The Spine 2 backbone is built on top of Riak and replaces a very costly system built on top of older relational technology.

Check here for information on Riak’s use in Spine 2 Core.

Secure information sharing

In many situations, you need to provide access to information while also maintaining its security. Here are several examples:

  • A book publisher providing access to summaries so that you can verify the relevance of a book before purchase, but only view the full book after purchase

  • A multiagency social care application with different access rights for child protection officers, medical staff, educators, and law enforcement agencies

  • An intelligence-sharing application where high-level information on an intelligence report is shared for discovery, but where all access must be applied for and granted on a case-by-case basis

These situations share a common approach: they require security set at the record level as a minimum, so that you can show or hide a record to different users of the system.

Also, to provide secure access to specific sections within a record, you will also require either denormalization, or cell-based, or label-based access control (LBAC).
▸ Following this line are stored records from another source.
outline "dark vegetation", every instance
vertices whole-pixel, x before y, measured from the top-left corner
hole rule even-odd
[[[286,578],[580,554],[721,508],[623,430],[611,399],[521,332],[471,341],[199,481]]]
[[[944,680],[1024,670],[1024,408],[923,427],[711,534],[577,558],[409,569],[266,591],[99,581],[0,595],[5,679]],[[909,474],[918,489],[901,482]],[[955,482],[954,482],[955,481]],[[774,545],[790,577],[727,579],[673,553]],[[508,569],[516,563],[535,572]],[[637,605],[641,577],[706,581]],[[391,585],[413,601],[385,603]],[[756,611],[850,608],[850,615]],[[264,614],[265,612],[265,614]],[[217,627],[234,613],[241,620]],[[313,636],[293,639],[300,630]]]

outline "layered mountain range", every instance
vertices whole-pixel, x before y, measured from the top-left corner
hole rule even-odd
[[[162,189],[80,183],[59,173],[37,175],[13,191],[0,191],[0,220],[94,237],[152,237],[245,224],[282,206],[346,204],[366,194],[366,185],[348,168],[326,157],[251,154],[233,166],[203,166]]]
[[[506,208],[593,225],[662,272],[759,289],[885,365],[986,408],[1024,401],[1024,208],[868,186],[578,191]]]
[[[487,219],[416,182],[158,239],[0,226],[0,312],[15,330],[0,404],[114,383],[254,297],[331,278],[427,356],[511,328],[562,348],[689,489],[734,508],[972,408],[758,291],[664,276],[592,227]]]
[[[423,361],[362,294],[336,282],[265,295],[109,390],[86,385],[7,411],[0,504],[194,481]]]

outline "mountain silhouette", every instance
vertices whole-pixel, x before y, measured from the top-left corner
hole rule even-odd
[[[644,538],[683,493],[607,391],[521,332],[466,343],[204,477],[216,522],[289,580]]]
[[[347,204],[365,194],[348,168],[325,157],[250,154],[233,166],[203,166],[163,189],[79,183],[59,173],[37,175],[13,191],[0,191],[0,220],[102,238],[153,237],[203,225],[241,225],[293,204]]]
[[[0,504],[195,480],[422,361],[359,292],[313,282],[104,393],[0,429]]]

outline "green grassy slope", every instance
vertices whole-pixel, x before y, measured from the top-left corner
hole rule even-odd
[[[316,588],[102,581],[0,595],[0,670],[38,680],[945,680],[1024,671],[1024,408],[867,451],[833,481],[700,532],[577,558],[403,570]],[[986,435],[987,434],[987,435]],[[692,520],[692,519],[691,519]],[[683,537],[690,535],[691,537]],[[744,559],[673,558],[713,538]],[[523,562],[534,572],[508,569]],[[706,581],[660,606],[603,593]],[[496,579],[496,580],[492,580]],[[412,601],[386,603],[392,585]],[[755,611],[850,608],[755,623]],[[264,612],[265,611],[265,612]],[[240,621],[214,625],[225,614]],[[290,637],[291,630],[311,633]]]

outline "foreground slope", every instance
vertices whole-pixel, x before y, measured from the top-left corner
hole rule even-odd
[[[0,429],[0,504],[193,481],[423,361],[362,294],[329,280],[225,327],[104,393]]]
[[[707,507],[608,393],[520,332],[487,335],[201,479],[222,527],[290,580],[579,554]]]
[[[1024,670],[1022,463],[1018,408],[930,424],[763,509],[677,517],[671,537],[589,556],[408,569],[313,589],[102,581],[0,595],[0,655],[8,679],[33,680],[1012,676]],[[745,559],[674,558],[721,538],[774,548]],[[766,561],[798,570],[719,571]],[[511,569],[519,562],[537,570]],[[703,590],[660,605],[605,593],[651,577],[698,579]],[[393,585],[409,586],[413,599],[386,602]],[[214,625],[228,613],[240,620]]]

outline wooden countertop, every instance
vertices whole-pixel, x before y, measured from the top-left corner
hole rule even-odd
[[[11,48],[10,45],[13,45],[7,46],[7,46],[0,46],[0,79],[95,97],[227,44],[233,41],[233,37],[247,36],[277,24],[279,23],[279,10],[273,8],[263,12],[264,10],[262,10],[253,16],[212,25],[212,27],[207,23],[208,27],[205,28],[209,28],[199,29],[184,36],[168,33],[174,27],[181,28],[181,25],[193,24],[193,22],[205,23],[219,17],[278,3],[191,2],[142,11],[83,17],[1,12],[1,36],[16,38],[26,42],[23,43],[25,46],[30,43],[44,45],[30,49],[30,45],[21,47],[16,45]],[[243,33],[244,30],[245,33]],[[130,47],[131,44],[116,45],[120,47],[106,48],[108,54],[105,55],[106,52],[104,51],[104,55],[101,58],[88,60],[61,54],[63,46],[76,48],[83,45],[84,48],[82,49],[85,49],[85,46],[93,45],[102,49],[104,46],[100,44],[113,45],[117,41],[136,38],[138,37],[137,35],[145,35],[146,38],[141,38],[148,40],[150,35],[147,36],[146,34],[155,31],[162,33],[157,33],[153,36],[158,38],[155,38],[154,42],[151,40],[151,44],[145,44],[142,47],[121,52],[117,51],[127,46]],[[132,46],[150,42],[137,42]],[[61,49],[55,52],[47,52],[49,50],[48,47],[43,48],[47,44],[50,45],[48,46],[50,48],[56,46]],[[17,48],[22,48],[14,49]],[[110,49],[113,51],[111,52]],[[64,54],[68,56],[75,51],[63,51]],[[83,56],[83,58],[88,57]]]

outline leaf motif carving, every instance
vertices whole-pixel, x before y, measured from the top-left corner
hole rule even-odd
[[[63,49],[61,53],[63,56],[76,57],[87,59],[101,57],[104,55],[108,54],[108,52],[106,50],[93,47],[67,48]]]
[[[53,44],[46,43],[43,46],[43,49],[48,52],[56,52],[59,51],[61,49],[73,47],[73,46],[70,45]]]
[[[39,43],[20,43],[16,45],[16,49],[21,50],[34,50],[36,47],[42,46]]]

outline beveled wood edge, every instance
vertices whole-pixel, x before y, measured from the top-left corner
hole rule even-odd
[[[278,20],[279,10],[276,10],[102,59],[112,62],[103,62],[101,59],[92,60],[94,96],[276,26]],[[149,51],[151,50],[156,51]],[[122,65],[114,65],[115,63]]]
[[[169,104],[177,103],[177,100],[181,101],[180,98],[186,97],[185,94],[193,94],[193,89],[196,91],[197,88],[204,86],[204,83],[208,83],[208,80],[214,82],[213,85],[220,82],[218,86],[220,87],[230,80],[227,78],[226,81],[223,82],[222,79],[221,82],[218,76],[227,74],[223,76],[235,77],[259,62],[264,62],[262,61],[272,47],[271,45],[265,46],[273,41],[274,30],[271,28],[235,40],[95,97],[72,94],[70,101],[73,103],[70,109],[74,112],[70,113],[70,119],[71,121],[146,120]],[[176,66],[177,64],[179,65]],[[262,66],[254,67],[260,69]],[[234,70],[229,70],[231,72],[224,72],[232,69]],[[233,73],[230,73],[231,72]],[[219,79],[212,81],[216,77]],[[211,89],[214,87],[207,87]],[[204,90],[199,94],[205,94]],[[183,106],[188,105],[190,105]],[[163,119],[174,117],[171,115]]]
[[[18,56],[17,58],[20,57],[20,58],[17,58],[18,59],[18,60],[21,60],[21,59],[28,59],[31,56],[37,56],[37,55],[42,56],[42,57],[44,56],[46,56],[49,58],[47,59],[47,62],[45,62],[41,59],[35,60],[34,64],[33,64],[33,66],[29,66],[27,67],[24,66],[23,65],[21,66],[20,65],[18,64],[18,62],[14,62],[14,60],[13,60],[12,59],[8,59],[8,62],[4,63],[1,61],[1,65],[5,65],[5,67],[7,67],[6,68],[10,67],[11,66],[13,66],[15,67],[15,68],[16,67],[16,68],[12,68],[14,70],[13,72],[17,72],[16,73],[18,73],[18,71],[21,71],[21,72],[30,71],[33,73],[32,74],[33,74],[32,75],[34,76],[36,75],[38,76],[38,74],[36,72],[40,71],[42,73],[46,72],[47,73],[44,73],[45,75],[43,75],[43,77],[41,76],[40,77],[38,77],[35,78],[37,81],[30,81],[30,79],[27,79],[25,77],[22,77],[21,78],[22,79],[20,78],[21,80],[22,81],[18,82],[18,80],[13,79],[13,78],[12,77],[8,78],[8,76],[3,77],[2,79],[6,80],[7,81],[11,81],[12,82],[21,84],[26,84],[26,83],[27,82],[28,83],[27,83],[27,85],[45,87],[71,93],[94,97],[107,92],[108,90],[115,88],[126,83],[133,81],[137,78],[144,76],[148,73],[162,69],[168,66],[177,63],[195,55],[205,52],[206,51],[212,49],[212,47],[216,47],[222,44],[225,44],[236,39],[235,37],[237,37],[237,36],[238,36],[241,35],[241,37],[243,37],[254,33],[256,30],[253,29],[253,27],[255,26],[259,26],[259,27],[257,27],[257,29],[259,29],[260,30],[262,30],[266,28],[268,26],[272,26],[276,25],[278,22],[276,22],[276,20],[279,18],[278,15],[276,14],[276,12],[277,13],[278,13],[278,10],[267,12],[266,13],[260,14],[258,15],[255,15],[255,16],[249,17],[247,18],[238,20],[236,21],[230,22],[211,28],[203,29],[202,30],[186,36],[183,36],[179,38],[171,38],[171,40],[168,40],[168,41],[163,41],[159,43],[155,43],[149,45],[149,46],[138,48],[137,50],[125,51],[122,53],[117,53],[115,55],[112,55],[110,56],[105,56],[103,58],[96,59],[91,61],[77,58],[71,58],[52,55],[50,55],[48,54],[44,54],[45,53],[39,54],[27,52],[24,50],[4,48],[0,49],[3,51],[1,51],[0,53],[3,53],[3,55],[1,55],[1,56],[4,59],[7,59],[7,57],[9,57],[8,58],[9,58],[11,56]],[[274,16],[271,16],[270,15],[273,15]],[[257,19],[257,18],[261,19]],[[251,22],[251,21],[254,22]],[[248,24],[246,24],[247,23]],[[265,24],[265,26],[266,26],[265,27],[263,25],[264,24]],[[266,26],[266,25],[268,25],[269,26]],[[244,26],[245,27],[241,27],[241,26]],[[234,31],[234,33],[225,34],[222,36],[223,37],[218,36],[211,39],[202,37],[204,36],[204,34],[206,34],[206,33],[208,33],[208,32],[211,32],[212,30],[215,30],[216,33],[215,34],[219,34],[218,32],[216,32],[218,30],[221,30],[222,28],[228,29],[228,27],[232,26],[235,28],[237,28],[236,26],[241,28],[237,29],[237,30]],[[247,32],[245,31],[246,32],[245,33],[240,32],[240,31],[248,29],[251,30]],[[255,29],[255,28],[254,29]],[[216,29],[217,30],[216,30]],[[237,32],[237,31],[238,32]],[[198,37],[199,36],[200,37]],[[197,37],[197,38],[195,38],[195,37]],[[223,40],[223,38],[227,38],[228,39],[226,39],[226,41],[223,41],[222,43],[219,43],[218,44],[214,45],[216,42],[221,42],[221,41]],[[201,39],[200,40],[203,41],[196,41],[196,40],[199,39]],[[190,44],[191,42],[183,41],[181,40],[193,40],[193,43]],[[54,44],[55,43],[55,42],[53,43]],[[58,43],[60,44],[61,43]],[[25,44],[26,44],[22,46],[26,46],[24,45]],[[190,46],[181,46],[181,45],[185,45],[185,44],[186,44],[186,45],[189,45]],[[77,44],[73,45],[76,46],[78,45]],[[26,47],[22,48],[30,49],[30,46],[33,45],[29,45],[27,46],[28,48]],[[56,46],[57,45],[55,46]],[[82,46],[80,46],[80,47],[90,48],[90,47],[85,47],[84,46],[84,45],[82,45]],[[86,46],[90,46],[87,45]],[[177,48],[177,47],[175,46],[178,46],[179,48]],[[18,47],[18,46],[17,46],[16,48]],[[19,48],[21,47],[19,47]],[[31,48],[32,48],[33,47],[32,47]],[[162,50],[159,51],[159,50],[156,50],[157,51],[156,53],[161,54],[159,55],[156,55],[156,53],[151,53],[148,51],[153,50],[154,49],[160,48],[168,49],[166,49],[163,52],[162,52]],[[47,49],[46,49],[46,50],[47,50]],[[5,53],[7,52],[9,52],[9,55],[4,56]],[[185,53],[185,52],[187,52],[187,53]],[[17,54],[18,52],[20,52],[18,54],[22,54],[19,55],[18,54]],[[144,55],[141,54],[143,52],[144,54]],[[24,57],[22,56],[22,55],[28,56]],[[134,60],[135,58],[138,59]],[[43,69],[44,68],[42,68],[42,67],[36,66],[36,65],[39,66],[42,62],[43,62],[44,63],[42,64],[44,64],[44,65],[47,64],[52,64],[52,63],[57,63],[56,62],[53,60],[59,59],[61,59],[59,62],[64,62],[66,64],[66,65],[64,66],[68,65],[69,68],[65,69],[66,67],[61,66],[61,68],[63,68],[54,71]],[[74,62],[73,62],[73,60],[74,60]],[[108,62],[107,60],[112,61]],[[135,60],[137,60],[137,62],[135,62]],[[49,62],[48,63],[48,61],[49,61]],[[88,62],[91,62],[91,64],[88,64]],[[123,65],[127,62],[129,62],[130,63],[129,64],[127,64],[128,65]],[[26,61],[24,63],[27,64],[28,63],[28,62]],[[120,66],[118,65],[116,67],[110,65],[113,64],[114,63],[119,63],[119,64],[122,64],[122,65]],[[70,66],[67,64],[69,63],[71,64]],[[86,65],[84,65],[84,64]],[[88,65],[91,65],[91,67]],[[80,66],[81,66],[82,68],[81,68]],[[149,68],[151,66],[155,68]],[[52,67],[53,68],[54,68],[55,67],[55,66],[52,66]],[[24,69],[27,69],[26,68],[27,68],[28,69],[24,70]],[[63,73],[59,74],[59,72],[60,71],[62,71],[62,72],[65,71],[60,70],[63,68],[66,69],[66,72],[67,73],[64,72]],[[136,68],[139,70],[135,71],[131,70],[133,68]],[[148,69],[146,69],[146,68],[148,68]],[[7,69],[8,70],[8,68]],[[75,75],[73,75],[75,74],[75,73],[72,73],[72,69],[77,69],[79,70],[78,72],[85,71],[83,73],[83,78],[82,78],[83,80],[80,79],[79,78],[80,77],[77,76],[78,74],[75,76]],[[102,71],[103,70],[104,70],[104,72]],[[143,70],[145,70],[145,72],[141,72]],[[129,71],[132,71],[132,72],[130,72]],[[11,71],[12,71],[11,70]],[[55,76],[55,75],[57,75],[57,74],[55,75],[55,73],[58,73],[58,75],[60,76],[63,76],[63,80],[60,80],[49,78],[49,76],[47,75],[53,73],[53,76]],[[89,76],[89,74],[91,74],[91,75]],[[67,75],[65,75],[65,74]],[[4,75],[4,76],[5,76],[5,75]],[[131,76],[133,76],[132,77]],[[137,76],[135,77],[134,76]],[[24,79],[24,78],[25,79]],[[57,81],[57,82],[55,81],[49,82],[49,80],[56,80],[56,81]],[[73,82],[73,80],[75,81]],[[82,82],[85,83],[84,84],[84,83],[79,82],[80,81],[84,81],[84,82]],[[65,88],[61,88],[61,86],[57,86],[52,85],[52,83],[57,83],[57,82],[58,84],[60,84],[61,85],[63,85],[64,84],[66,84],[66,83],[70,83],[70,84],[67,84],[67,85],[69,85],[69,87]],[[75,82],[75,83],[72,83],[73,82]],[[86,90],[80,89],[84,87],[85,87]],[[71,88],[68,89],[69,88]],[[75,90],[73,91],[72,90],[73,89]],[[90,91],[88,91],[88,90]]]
LBAC enforces record security based on the content of that record rather than explicit permissions set for that record.

In these scenarios, NoSQL databases that support record or cell/element/triple level security, such as Accumulo, MarkLogic Server, and AllegroGraph, are good options.

Citizen engagement

Governments use NoSQL databases to empower citizens with information about how their country is governed. A good example is Fairfax County in Virginia, which uses MarkLogic Server to provide geospatial information through an online browse and search interface to government agencies and residents. The service covers a range of information — for example, geographic points in the county and police-related events.

In the UK, the award-winning legislation.gov.uk website provides information on UK laws dating back to more than one thousand years! If you want to know the laws about theft of property in Wales in 1542, just visit the website!

You can also find laws currently being debated by Parliament, and upcoming legal clause activations are available as annotations for current legislation. This service provides citizens as well as lawmakers with a very rich reference on legal matters throughout the UK.

This website is powered by MarkLogic Server 5 (version without a triple store) and Ontotext’s GraphDB.